Dear Daz / The one thing I can never forgive you for

Dear Daz

I don’t know why, but I thought about you today. I was looking through a window at a green valley that was drowning in rain. It was a battle between land and sky. You always spat on the floor and never apologised, a bit like the rain. That was just you.

What are you doing now?

The last I heard you’d moved to Australia with that girl. I suppose you’re married with kids, but I struggle to understand the job you might be doing. I recall that you always did things with your hands.

Did life turn out like that for you?

I guess I’ll never know because we lost contact a long time ago.

How did we meet? You won’t remember, but I do. 

A mutual friend said I needed a night out with the lads. He warned me about you. Said I wouldn’t like you because you were brash and needed to be the centre of attention.

I did like you, and for the next five years we got on extremely well. 

Do you remember when we asked girls which of us was better looking? They always said it was me, and I said it was because I was tall and you were short, and that your nose bent slightly to the left. I said they found you loud and intimidating. A boy of the working classes. And you laughed and always told me to fuck off. 

That was the problem. I didn’t see it then, but I do now. You never liked being second best. Dare I say that you were jealous.

I remember the time I took a friend’s sister out. “Never go out with a mate’s sister,” you told me. That was good advice, but you did better. You secretly dated your best friend’s Aussie girlfriend, and the days of the young lions came to a messy end.

Let me tell you something.

You never had any reason to be envious.

I remember a rainy bank holiday and we played football. Afterwards, you invited me back to your house to dry myself and watch your Dad’s secret stash of porn movies. 

I remember sitting on your Mum’s sofa while you sat on the floor and couldn’t take your eyes off the TV screen. You took off your wet trackie bottoms and stretched out on the carpet. That aroused me more than anything else, and for the first time I realised that I was probably in love with you. I thought that you might have been in love with me too. But we were too masculine to ever say it. 

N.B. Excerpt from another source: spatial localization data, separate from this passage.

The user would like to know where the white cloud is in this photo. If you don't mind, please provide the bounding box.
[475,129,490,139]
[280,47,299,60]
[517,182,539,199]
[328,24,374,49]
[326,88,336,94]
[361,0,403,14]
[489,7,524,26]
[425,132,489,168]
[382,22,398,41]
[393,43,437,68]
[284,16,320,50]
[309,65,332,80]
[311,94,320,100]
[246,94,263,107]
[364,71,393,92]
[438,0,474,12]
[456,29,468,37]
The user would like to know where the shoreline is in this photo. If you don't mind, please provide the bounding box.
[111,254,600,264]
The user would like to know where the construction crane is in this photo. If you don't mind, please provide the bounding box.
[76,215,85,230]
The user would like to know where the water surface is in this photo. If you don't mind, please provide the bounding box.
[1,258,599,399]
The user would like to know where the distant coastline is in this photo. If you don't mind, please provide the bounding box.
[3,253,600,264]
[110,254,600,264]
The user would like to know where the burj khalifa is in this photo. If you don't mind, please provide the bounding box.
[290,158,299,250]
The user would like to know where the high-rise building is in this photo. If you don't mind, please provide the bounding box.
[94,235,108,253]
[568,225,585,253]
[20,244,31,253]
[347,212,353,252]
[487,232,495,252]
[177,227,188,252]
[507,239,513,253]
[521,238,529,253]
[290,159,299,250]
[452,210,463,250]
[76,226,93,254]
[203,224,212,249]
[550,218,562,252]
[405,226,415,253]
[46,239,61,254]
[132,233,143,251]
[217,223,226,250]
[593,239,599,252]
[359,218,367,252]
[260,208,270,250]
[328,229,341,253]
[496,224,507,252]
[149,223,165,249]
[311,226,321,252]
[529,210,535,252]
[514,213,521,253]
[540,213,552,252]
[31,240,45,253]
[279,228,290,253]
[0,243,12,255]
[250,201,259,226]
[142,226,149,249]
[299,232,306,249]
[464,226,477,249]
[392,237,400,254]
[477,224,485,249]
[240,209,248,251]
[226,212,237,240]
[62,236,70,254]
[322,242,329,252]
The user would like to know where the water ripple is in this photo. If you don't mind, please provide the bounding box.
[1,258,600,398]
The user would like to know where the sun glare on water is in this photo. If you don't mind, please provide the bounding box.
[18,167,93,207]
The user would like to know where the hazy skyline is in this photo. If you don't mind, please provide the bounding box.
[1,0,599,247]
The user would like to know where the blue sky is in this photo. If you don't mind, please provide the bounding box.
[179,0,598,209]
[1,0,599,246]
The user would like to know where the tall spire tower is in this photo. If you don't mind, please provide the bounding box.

This is my fondest memory, because when I think about you now, I only remember three other events.

One.

We were walking down a dark Spanish street and you stopped and turned to me. You said nothing, looked into my eyes, and punched me in the face.

Two.

There was the time that you pushed me over a wall, and I fell backwards down a muddy slope and into a river.

Three.

When we were playing football, we both went up to head the ball. As we rose you deliberately elbowed me in the face and knocked me unconscious. I still have the indentation above my right eye to remind me.

And yet, I forgave you for those lapses because I realised that you were made to feel second best again. I guess that was my fault.

The last time I saw you was when you’d been ostracised for stealing your mate’s girlfriend.

I was in a bar with a friend and you both walked in. You nodded like I was a stranger that you’d met for the first time. You slipped by and never said a word. 

That is the one thing I can never forgive you for.

I suspect that there was a reason for ignoring me. By this time I’d told my friends that I was gay, but never told you. They were happy for me whilst also being pissed off because I could have had any girl I wanted. 

I never told you, so never knew your reaction when you found out.

Were you happy for me? Did you love me as I loved you? Did I frighten you? Had I made you feel inadequate? Were you repulsed? Did I offend something that you believed in?

I would like to think that you’re the married man with kids that I’ve already described, and that you’re living in a big house in Australia.

And yet, I also worry that things didn’t turn out as well as you expected.

I thought about you sitting alone in an empty bar in a backstreet of Sydney. And in walked a wrinkled old woman who asked you to buy her a drink. She told you that you were good looking, and you spat on the floor and said, “I used to be good looking, but my mate was better looking than me.”